COVID-19 WORKFORCE PLANNING FOR THE HEALTH AND SOCIAL CARE WORKFORCE IN SCOTLAND – MAY 2020
SUBMISSION FROM SOCIAL WORK SCOTLAND TO SCOTTISH GOVERNMENT
26 May 2020
- Do you agree with how we propose to develop new assumptions and the evidence base? Do you have any alternative or additional suggestions that we should consider?
We agree that workforce planning in the light of Covid19 must separately consider the immediate, medium term, and long term contexts and objectives. (para 7i). In Annex A, these are described as Respond, Recover, Renew.
Scotland and the rest of the UK is not yet at the end of the Respond period. While there is evidence that social distancing and lockdown has reduced the virus transmission rate, there are still new cases and fatalities especially in care homes and the community. A cautious and phased approach to lockdown remains essential but, despite improvements, this will be hampered by the insufficient supply of PPE for all who need it, by the current limitations on the volume of “test-trace-isolate” initiatives in the health and social care sectors.
Providing adequate support to NHS, care homes, home care, mental health, domestic abuse, financial support, food banks, volunteer coordination, and other essential services must remain the top priority of the Government, the public sector, and society.
It is not obvious how changing the Workforce Plan at national level can assist that work at local level. Rather we all need to learn from what has been done well and what hasn’t in the response so far to the virus.

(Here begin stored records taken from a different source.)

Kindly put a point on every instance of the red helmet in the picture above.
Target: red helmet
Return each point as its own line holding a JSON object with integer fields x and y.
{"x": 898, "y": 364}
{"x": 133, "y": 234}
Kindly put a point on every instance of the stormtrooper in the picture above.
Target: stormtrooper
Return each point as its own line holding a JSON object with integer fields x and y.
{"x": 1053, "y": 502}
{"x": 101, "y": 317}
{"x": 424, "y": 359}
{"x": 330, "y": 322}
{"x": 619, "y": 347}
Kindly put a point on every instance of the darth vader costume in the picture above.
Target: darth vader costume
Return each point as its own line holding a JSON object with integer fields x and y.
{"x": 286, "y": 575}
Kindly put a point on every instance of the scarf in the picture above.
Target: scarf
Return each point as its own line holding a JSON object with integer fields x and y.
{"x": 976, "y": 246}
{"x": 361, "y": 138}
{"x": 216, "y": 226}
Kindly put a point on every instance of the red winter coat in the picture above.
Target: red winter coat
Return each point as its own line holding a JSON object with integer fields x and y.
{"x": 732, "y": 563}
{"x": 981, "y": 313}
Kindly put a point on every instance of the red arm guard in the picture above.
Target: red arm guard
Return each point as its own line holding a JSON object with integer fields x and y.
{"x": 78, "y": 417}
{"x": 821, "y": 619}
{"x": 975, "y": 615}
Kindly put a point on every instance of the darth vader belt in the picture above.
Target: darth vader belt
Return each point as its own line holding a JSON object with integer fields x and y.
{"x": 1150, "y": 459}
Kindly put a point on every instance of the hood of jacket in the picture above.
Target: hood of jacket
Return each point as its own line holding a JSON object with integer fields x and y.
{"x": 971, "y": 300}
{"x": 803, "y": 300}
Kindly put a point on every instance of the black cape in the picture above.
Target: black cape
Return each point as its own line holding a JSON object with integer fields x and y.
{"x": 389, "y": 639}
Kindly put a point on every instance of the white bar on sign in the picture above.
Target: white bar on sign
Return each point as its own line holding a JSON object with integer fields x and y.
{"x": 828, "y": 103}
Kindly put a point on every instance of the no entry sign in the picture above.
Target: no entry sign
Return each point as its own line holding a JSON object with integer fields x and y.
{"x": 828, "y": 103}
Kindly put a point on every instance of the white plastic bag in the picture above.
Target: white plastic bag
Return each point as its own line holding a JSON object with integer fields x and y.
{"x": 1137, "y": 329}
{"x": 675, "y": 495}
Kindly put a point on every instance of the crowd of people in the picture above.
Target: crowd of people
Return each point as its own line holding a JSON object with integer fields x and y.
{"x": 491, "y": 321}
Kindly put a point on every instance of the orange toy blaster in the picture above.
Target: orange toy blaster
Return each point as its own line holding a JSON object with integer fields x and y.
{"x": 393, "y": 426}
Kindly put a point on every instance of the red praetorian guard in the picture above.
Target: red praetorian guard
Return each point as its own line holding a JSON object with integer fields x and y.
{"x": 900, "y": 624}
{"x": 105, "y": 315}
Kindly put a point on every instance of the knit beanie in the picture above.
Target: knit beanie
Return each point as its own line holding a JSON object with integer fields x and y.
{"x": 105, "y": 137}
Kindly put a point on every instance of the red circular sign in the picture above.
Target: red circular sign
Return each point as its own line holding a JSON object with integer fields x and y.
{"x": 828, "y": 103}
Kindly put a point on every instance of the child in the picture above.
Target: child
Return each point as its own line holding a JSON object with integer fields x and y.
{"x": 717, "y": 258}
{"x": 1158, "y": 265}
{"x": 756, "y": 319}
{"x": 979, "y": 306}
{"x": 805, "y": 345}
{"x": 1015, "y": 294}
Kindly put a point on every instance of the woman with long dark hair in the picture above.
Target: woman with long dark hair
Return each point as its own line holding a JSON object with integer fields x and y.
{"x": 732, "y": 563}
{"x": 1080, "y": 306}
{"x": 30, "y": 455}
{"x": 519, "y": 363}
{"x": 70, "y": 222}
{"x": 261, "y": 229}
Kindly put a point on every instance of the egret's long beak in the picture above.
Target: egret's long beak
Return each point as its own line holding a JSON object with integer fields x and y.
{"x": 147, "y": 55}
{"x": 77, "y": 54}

Apart from the shortage of PPE and testing, lessons need to be learnt from discharging untested patients from hospital to care homes because they were considered “medically fit for discharge”, and its contribution to the high rate of death from Covid-19 in care homes. Lessons also need to be learnt from the failure of the NHS to meet normal demand while freeing bed capacity for Covid-19. Some of the excess mortality in this period will be due to cancelled diagnosis and treatment for people with cancer, heart disease or other life-threatening conditions. In both these cases, the lesson is that too narrow an understanding of “Protect the NHS” costs lives as well as saving others.
Health and social care integration requires both parts to be considered equally. While the current Integrated Health and Social Care Work Plan is a significant step forward, it is noteworthy that there are far fewer specific commitments relating to social care than health, despite the fact that their workforces are of broadly similar size.
We consider that additional resource is most likely to be required across mental health services for all ages, and across social care. The independent sector will require to adjust to the impact of Covid-19, and this will impact on capacity at local level and the support required from councils and partnerships.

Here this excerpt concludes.